Tax Tip for October 2002
Adoption
tax credit and exclusion for qualified adoption expenses
Two tax benefits
are available to offset the expenses of adopting a child. Adoptive parents may
be able to claim a credit against their federal tax for up to $10,000 of
“qualified adoption expenses” (see below) for each adopted child. That's a
dollar-for-dollar reduction of tax. Also, adoptive parents may be able to
exclude from their gross income up to $10,000 of qualified adoption expenses
paid by an employer under an adoption assistance program. Both the credit and
the exclusion are reduced (phased out) if the parents' income exceeds certain
limits (see discussion below).
Adoptive parents
may claim both a credit and an exclusion for expenses of adopting a child. But
they may not claim both a credit and an exclusion for the same expense.
Qualified
adoption expenses. To qualify
for the credit or the exclusion, the expenses must be “qualified adoption
expenses.” These are the reasonable and necessary adoption fees, court costs,
attorney fees, traveling expenses (including amounts spent for meals and
lodging) while away from home, and other expenses directly related to the legal
adoption of an “eligible child” (defined below).
Qualified adoption
expenses don't include expenses connected with the adoption of a child of a
taxpayer's spouse, expenses of carrying out a surrogate parenting arrangement,
expenses that violate state or federal law, or expenses paid using funds
received from a federal, state, or local program. Expenses that are reimbursed
by an employer don't qualify for the credit, but benefits provided by an
employer under an adoption assistance program may qualify for the exclusion.
Expenses in
connection with an unsuccessful attempt to adopt an eligible child before
successfully finalizing the adoption of another child can qualify. Expenses
connected with a foreign adoption (i.e., one in which the child isn't a U.S.

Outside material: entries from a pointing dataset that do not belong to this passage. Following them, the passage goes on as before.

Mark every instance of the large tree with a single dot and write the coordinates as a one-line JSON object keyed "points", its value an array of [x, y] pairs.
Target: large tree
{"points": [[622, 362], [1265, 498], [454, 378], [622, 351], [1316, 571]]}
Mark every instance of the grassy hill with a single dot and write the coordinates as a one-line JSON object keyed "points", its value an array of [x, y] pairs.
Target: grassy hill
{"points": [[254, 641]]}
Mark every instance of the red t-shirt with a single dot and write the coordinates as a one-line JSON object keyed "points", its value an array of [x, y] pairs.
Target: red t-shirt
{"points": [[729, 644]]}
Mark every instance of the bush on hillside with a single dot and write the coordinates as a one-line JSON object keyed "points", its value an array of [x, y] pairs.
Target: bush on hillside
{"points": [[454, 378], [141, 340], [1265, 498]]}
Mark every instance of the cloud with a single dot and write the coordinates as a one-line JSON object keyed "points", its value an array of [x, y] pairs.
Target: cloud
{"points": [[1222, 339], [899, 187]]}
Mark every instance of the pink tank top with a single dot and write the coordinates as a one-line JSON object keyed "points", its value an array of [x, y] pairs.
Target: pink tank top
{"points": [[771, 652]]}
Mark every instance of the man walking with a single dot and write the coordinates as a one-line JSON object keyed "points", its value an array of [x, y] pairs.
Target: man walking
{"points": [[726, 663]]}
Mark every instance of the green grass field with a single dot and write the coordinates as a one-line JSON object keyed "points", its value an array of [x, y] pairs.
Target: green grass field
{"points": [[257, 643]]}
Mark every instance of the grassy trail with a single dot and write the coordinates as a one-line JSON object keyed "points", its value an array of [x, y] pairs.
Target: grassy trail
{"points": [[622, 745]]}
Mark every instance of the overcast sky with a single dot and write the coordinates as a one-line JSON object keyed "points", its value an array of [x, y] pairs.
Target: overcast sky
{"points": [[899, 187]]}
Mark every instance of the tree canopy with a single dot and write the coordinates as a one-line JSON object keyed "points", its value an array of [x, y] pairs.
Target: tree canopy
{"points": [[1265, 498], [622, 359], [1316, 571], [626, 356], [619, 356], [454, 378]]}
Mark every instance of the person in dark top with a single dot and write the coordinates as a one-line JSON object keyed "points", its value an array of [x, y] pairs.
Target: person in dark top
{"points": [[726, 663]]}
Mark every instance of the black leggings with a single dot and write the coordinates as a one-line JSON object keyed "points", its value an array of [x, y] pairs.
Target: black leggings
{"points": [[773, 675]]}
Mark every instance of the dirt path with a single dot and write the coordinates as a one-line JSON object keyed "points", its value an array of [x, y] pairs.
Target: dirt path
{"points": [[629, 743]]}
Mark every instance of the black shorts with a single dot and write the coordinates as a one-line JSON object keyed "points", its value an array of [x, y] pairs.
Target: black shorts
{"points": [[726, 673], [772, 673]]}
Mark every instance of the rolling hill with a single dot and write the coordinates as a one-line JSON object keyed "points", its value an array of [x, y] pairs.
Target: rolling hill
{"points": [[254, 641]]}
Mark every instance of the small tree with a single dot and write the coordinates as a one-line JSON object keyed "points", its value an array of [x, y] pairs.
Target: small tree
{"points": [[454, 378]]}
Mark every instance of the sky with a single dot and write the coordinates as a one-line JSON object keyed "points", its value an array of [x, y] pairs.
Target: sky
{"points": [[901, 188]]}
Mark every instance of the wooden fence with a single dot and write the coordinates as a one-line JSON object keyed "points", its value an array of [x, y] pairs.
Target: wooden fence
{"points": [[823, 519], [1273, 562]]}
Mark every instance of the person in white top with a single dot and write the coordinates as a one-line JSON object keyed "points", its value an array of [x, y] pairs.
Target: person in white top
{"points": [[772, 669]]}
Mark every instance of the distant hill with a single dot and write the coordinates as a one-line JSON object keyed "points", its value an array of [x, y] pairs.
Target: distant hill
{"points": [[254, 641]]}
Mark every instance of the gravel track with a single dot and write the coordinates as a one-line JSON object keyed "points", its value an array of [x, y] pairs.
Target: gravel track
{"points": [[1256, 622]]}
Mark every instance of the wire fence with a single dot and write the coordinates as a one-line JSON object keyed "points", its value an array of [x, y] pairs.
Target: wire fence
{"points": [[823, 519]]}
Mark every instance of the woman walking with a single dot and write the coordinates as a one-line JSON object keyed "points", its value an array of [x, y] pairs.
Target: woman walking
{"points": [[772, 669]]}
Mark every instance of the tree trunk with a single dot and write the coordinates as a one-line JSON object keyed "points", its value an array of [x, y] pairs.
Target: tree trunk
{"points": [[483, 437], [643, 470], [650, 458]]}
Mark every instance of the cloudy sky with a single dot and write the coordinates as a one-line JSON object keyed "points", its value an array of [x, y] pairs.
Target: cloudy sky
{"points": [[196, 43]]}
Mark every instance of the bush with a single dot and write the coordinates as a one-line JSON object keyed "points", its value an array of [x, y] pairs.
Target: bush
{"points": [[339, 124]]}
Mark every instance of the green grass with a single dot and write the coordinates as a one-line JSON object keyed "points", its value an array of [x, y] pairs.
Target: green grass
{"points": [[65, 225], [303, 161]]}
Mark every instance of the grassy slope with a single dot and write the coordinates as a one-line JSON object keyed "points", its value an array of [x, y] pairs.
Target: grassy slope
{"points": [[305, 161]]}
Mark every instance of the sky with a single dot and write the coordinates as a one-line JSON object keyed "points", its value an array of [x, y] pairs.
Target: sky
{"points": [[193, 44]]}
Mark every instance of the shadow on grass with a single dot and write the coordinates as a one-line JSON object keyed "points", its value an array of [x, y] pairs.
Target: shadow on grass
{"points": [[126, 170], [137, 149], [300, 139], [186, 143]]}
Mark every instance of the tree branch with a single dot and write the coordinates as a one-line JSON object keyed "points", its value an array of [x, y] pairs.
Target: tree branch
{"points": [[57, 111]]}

citizen or resident) can only qualify if the child is actually adopted.
Starting in 2003,
taxpayers who adopt a child with special needs will be deemed to have qualified
adoption expenses in the tax year in which the adoption becomes final in an
amount sufficient to bring their total aggregate expenses for the adoption up to
$10,000. They can take the adoption credit or exclude employer-provided adoption
assistance up to that amount, whether or not they had $10,000 of actual
expenses.
Eligible
child. An “eligible child”
is a child under the age of 18 at the time the qualified adoption expense is
paid. If the child turned 18 during the year, the child is an eligible child for
the part of the year he or she is under age 18. A person who is physically or
mentally incapable of caring for himself is also eligible, regardless of age.
Special
needs child. This refers to a
child who the state has determined cannot or should not be returned to his
parents and who can't be reasonably placed with adoptive parents without
assistance because of a specific factor or condition, e.g., ethnic background,
age, membership in a minority group, medical condition, or handicap. Only a
child who is a citizen or resident of the U.S. can qualify as having special
needs.
When to
claim the credit or take the exclusion.
If the qualifying expenses are paid before the year the adoption becomes final,
the credit is claimed for the year after the one in which the expenses are paid.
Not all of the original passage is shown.